Sur le po­dium, pas de larmes ni d’amer­tume. Se­re­na Williams a of­fert au pu­blic new-yor­kais le sou­rire po­li de la vain­cue belle joueuse, dont on a du mal à sa­voir ce qu’il si­gni­fie vrai­ment. « Je suis d’abord une mère à plein temps, ex­pli­quait-elle avant cette fi­nale de L’US Open, per­due face à la jeune Bianca Andreescu (6-3, 7-5). C’est ce qui est le plus im­por­tant pour moi. Alors, oui, je m’en­traîne et en­suite je fonce à la mai­son.» En face d’elle, la Ca­na­dienne de 19 ans, qui fê­tait son pre­mier suc­cès ma­jeur, ne sa­vait pas où se mettre. «Je suis dé­so­lé, je sais que vous au­riez tous rê­vé que Se­re­na l’em­porte au­jourd’hui…» L’his­toire au­rait été belle. Après trois échecs d’af­fi­lée en fi­nale de Grand Che­lem, Se­re­na Williams au­rait pu rem­por­ter dans son jar­din son 24e Grand Che­lem, le pre­mier de­puis la nais­sance de sa fille il y a bien­tôt deux ans, ce­lui qui lui au­rait per­mis d’éga­ler Mar­ga­ret Court comme ath­lète la plus sa­crée de l’his­toire du tennis. Mais tout ça va at­tendre en­core un peu. «Je ne chasse pas for­cé­ment les re­cords, nuan­çait-elle après sa dé­faite. J’es­saie de rem­por­ter des titres du Grand Che­lem. Je suis si près, si près, si près, et en même temps si loin ! Alors, c’est frus­trant. Mais, fi­na­le­ment, je suis tou­jours là et je conti­nue à faire de mon mieux. » A 38 ans et après avoir don­né nais­sance à un en­fant, l’ex­ploit est dé­jà in­sen­sé et mé­rite d’être re­con­nu. C’est aus­si pour ça que le monde en­tier pous­sait der­rière elle, sa­me­di soir. Alors, le poids de l’his­toire était-il un peu trop lourd pour Se­re­na Williams? Pas im­pos­sible. Deux doubles fautes sur son pre­mier jeu de ser­vice, une autre pour of­frir le pre­mier set à son ad­ver­saire, des loupés in­ha­bi­tuels…

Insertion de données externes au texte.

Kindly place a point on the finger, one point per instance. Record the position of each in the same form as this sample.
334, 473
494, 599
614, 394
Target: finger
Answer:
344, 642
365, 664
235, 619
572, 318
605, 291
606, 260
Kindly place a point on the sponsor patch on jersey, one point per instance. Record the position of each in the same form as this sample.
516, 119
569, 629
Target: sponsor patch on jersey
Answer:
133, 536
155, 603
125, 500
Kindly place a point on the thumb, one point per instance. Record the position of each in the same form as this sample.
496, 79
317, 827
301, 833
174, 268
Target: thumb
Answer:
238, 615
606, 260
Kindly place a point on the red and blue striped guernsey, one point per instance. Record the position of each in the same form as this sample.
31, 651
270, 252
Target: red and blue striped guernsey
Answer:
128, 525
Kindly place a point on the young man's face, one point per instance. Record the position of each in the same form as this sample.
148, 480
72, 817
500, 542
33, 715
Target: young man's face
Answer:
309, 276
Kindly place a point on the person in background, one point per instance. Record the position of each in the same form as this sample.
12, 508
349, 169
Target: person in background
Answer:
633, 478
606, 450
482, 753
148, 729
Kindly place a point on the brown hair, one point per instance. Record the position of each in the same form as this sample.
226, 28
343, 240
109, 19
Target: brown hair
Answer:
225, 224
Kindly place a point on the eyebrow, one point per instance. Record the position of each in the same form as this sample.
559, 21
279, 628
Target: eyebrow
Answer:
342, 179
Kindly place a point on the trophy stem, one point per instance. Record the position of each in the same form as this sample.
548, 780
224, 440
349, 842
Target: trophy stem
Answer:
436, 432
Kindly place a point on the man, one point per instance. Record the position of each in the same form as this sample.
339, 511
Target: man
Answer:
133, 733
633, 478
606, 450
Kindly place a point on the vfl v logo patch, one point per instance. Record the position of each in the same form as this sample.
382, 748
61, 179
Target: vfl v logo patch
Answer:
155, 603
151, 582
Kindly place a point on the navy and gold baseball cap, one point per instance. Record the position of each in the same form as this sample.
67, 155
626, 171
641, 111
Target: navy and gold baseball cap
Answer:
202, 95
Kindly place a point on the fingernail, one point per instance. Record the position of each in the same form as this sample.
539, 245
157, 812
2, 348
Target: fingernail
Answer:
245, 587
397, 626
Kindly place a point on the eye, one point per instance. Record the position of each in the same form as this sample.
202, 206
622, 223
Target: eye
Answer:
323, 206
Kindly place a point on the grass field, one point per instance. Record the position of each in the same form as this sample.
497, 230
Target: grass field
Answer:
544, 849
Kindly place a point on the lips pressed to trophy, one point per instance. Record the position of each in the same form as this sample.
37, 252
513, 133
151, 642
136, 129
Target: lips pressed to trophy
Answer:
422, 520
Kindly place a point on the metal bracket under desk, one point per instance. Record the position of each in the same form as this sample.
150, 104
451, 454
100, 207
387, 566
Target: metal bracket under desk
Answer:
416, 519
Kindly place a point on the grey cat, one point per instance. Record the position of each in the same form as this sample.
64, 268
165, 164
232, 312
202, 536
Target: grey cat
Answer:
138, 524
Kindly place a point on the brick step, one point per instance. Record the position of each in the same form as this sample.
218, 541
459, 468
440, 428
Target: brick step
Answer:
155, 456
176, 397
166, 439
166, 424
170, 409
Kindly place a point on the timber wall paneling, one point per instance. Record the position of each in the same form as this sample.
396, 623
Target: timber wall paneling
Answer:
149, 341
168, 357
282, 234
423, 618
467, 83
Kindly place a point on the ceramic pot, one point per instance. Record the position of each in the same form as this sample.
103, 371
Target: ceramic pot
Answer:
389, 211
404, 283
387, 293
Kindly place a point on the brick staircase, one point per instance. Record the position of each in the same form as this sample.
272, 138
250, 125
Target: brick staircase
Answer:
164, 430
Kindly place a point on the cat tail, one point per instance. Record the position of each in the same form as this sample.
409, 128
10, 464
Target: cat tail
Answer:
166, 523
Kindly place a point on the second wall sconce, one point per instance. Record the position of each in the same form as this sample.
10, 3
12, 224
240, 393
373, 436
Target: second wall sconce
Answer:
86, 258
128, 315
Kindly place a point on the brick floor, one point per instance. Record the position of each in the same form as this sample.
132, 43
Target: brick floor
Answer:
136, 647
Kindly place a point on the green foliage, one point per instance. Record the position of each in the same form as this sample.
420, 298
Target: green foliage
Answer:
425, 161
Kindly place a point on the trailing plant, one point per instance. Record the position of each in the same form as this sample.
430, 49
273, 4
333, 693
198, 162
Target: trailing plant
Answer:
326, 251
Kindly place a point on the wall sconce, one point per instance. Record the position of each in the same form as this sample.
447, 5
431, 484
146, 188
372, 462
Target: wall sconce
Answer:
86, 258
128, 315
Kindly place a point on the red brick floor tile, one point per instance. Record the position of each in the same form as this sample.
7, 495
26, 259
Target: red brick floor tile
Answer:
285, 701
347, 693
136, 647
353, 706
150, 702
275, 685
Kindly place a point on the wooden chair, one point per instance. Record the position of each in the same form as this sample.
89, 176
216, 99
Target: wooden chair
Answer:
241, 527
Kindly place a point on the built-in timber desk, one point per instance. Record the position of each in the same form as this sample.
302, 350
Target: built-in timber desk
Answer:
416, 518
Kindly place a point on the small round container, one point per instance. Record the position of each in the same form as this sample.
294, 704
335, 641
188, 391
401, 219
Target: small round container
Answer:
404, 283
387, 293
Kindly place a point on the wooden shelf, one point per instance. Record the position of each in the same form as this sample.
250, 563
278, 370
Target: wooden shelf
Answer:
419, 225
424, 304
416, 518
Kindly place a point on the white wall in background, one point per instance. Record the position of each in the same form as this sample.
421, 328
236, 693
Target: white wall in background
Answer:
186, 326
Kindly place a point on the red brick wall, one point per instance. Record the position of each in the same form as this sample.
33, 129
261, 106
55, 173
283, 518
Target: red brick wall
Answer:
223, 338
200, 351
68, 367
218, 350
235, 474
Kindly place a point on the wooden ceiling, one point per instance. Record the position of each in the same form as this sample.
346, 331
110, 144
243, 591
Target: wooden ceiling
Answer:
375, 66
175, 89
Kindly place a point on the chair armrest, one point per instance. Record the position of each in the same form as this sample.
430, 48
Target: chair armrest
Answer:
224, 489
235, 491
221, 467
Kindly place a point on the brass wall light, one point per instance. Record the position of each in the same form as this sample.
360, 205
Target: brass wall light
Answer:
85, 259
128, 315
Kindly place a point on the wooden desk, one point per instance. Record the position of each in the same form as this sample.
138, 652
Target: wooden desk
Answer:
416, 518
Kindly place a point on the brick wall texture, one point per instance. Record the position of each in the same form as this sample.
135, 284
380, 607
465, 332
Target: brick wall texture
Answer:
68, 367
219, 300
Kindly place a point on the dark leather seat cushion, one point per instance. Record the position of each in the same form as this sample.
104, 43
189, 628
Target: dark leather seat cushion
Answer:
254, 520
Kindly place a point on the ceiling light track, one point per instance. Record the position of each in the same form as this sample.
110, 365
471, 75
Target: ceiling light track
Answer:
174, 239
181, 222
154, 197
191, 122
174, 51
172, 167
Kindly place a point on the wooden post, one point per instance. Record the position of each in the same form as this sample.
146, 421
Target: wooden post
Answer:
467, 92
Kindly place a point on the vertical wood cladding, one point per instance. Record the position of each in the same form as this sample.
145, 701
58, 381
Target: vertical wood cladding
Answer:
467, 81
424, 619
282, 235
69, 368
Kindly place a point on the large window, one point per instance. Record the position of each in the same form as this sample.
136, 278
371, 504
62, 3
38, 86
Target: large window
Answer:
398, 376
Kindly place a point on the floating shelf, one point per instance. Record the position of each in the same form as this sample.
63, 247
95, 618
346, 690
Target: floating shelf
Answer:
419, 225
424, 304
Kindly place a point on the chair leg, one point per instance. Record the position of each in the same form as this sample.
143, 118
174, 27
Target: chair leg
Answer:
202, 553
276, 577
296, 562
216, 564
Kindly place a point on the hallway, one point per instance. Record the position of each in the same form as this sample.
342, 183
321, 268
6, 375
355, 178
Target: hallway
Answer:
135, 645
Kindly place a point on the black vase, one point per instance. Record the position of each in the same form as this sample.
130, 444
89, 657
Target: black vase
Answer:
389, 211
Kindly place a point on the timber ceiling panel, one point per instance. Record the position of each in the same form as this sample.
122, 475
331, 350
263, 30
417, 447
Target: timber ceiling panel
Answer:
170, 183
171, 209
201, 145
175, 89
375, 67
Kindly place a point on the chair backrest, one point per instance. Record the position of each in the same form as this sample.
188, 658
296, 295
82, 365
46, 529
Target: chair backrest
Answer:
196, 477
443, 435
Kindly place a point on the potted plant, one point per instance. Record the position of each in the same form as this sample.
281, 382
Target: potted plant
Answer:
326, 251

« Je me di­sais : “C’est hor­rible, tu dois mieux jouer, tu dois vrai­ment mieux faire”, ana­ly­sait-elle. Jus­qu’à au­jourd’hui [sa­me­di], j’avais très bien ser­vi toute la quin­zaine. J’avais dû perdre mon ser­vice deux fois, peut être. Au­jourd’hui, je n’ai pas mis un pre­mier ser­vice dans le court… Bianca a su­per­be­ment joué, elle a mis énor­mé­ment de pres­sion sur mes ser­vices, mais, en même temps, je me dis qu’il est in­ex­cu­sable pour moi de jouer aus­si mal. […] Il y a tel­le­ment de choses que j’au­rais pu faire un peu mieux. » Se­re­na Williams, qui a la­mi­né men­ta­le­ment ses ad­ver­saires pen­dant vingt ans, est-elle vic­time à son tour d’un blo­cage ? « Je pense que j’au­rais pu être plus Se­re­na, ad­met­tait-elle à de­mi-mot. Se­re­na n’était pas là au­jourd’hui. Il faut que je trouve comment la faire re­ve­nir en fi­nale de Grand Che­lem.» L’his­toire ne se­ra pas ter­mi­née avant, vous pou­vez lui faire confiance.

« Je me dis qu’il est in­ex­cu­sable pour moi de jouer aus­si mal. » Se­re­na Williams

Se­re­na Williams a été étran­ge­ment fé­brile en fi­nale, no­tam­ment au ser­vice.